Мужчины не разговаривали, Шуберт мучительно обдумывал, что сказать на прощание, как объяснить и какие оправдания найти всему, что случилось сегодня.
– Я представил себе, какими все мы будем к двухтысячному году. Фисас еще раз заглянет к нам из Соединенных Штатов, чтобы получить тут какое-нибудь почетное звание, honoris causa Барселонского университета. Ирене станет директором школы, кто бы мог подумать, я лично, рассуждая чисто академически, на нее и гроша бы не поставил. Жоан, наверное, вырастет в советника, у него лицо – в самый раз для каталонского министра. И я к чемунибудь прибьюсь, нет, конечно, не в системе высшего образования, а к какому-нибудь издательству, или, может, займусь изучением возможностей видеосистем, меня начинает интересовать эта штука применительно к издательскому делу. Делапьер – одно из двух: или, наконец, станет настоящим актером, или останется посредственностью, но вступит в брак с голландцем.

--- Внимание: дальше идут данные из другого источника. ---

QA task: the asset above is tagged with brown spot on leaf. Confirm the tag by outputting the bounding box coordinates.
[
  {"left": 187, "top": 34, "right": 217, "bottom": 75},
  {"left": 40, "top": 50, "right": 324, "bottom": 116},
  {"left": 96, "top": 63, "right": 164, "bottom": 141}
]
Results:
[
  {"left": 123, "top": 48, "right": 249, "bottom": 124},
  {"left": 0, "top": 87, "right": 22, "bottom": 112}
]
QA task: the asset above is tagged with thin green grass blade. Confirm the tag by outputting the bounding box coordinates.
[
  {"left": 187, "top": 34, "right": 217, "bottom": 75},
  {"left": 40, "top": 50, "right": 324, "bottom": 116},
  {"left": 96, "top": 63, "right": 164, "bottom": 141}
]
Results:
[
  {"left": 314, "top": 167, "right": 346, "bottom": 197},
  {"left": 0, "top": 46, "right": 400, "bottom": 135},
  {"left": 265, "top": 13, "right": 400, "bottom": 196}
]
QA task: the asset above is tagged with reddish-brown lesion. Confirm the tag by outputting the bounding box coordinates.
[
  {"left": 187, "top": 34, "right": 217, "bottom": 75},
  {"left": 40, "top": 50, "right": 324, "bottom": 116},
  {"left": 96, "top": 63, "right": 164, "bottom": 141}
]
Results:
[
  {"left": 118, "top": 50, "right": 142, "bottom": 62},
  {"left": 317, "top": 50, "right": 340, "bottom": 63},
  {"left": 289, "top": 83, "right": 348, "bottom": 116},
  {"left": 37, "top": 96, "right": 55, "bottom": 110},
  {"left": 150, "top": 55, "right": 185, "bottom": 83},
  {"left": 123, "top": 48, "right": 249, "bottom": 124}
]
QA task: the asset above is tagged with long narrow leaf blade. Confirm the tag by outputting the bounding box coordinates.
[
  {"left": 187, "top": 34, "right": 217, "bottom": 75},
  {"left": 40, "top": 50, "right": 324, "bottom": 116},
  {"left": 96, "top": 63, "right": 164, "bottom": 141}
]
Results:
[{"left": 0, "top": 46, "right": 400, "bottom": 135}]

– Почему вступит в брак и почему именно с голландцем?
– Такие, как Делапьер, всегда вступают в брак с голландцами.
– А Луиса?
– Ах да, Луиса…
Но у Шуберта идеи относительно тысячелетия кончились, и, чтобы не отвечать на вопрос, имеющий отношение ко мне, он прибавляет шаг, догоняет женщин, говорит им что-то, вызывающее бурную реакцию, и оборачивается ко мне:
– Поторапливайся, Вентура. Море ждет нас. Надо дойти до конца.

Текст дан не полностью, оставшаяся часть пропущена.